Discover what it takes to Recreate Old Gardens

Restoring established gardens is not always a simple task. The original planting design of any garden will commonly change over time. When you are faced with the task of restoring an old garden, it may be a significant challenge to discover and recreate plantings as close to the original design as possible. You must, as far as possible, determine what was previously planted and how it was arranged. This might involve accessing old records such as plant lists or plans where they exist, or old photographs.

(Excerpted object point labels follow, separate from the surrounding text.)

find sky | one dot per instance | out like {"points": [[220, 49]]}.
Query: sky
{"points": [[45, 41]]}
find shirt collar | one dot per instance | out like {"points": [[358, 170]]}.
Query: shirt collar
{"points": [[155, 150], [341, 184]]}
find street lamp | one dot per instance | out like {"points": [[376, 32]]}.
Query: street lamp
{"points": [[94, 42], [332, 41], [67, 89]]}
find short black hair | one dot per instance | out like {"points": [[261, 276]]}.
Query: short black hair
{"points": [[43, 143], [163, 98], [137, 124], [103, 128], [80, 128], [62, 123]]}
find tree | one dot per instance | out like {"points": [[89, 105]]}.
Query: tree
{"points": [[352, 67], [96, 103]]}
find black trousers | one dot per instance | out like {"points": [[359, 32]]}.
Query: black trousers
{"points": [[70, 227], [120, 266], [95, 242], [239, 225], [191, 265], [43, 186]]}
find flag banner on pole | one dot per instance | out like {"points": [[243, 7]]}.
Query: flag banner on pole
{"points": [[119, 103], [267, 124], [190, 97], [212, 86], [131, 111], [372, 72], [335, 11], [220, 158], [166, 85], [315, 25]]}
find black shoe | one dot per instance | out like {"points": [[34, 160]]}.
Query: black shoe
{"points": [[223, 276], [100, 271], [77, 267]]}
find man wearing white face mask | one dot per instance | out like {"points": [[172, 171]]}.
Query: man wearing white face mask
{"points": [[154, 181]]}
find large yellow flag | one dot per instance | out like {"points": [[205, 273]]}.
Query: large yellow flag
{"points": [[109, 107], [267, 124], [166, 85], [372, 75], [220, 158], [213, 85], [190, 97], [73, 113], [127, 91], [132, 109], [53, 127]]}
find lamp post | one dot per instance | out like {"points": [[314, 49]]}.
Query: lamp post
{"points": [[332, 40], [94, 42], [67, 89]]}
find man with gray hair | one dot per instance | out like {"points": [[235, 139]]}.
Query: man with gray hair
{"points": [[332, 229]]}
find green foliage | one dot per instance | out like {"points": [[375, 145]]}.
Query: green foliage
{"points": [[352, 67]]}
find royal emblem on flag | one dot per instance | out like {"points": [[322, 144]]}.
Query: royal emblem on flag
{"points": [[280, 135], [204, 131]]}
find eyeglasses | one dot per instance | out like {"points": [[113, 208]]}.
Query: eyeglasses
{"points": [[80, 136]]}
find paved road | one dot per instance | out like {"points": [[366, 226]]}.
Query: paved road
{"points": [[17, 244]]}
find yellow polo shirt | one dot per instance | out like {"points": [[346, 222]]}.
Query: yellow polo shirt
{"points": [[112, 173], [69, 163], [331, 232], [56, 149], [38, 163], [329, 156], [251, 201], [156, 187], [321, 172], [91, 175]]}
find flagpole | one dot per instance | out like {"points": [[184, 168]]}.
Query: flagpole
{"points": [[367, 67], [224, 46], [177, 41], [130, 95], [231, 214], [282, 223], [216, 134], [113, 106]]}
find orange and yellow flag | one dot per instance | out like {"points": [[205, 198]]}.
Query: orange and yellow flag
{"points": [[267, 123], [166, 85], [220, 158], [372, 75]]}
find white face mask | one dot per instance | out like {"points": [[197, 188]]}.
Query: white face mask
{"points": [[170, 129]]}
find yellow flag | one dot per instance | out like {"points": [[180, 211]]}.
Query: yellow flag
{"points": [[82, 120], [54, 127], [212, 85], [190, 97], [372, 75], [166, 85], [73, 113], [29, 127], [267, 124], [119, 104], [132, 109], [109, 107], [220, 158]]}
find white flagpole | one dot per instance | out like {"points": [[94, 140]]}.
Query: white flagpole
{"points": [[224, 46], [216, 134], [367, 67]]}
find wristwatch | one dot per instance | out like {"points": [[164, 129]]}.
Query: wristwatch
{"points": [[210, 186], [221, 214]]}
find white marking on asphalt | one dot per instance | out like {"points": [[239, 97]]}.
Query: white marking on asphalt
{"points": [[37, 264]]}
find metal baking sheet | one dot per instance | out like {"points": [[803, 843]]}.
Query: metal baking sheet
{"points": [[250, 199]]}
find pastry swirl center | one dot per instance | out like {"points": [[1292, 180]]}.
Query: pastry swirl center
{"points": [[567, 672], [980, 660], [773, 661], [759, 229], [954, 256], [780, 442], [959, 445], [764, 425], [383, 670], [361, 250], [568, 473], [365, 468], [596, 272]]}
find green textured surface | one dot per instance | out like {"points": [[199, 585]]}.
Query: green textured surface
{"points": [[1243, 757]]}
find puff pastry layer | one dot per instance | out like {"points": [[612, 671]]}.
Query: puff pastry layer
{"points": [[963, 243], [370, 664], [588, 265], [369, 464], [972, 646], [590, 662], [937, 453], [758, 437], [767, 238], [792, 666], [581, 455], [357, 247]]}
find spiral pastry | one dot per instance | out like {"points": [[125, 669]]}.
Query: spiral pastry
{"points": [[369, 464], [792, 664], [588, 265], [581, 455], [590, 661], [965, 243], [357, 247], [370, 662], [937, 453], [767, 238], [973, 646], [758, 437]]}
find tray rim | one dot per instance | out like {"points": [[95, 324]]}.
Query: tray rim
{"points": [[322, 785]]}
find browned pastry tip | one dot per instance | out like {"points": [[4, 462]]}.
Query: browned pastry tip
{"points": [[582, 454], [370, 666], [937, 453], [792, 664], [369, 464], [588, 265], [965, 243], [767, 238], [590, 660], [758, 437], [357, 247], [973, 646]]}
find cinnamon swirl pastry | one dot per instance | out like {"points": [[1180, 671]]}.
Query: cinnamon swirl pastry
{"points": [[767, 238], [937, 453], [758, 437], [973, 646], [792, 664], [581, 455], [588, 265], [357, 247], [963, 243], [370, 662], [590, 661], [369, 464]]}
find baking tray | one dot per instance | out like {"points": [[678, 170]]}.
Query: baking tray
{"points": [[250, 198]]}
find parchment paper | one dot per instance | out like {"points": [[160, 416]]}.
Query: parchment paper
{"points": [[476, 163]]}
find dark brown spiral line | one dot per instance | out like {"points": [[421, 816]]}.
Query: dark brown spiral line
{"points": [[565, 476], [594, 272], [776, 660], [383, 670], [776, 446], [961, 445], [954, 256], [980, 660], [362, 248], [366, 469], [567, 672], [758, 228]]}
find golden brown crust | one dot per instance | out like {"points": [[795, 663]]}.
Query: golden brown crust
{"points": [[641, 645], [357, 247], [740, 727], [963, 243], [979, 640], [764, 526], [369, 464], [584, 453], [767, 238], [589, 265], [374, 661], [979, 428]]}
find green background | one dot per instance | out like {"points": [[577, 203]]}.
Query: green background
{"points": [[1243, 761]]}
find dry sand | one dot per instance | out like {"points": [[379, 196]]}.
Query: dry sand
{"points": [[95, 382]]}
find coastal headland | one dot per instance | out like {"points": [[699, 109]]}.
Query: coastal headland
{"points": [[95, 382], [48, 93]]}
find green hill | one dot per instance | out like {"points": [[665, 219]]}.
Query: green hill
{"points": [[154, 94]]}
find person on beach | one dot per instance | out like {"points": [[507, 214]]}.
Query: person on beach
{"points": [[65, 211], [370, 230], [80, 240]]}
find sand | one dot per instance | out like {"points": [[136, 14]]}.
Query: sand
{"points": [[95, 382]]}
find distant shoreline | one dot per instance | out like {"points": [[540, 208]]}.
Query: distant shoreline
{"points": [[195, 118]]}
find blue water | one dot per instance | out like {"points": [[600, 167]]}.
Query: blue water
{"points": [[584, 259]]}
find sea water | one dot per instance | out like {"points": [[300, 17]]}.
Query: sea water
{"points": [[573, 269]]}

Become skilled in garden restoration

Take this course to learn about how to restore old gardens to closely resemble the original. Find out how an understanding of garden history and styles can be significant and different ways to access records. Learn how to measure up a site, assess its current plants and hard landscape features, and decide what should be retained. Find out how to plan a restoration project and conduct risk assessments.

Lesson Structure

There are 8 lessons in this course:

  1. Landscape History & Design Styles
  2. Surveying the Site
  3. Assessment of Plantings and Features
  4. Selecting Components for Retention
  5. Work Programming and Risk Management
  6. Drainage
  7. Hard Landscape Feature Restoration
  8. Planting Restoration and Maintenance

Each lesson culminates in an assignment which is submitted to the school, marked by the school's tutors and returned to you with any relevant suggestions, comments, and if necessary, extra reading.

Aims

  • Outline the history of UK garden design and the influence of plant introductions.
  • Evaluate an established ornamental garden in order to determine any particular design style period, or plants of interest.
  • Describe basic methods for the survey and recording of the layout and content of an established garden, and explain the importance of detailed information including assessment of site factors.
  • Explain processes and the need for assessment and recording of the type, condition and future potential of a range of plantings and features in an ornamental garden.
  • Explain the main criteria used to select plantings and features for retention in a restored garden.
  • Explain the need and processes of analysis of collected information.
  • Prepare a summarised programme for organisation of garden restoration work
  • Assess risk and identify safe work practices
  • Recognise and explain the visible signs of the failure of old land drainage systems and describe remedial measures
  • Describe and explain the practical procedures necessary for the restoration of a range of hard landscape features.
  • Explain problems which may be encountered in the improvement of retained hedges, plantings and lawns.
  • Describe practical solutions for improving retained hedges, plantings and lawns
  • Evaluate the use of modern maintenance techniques in established gardens

Replacing an Old Hedge

Sometimes the plants in a hedge are beyond restoration – the hedge may have been damaged by fire or disease. When restoring an old garden you may need to replace the existing hedge or put in a new hedge where an old one grew in the past.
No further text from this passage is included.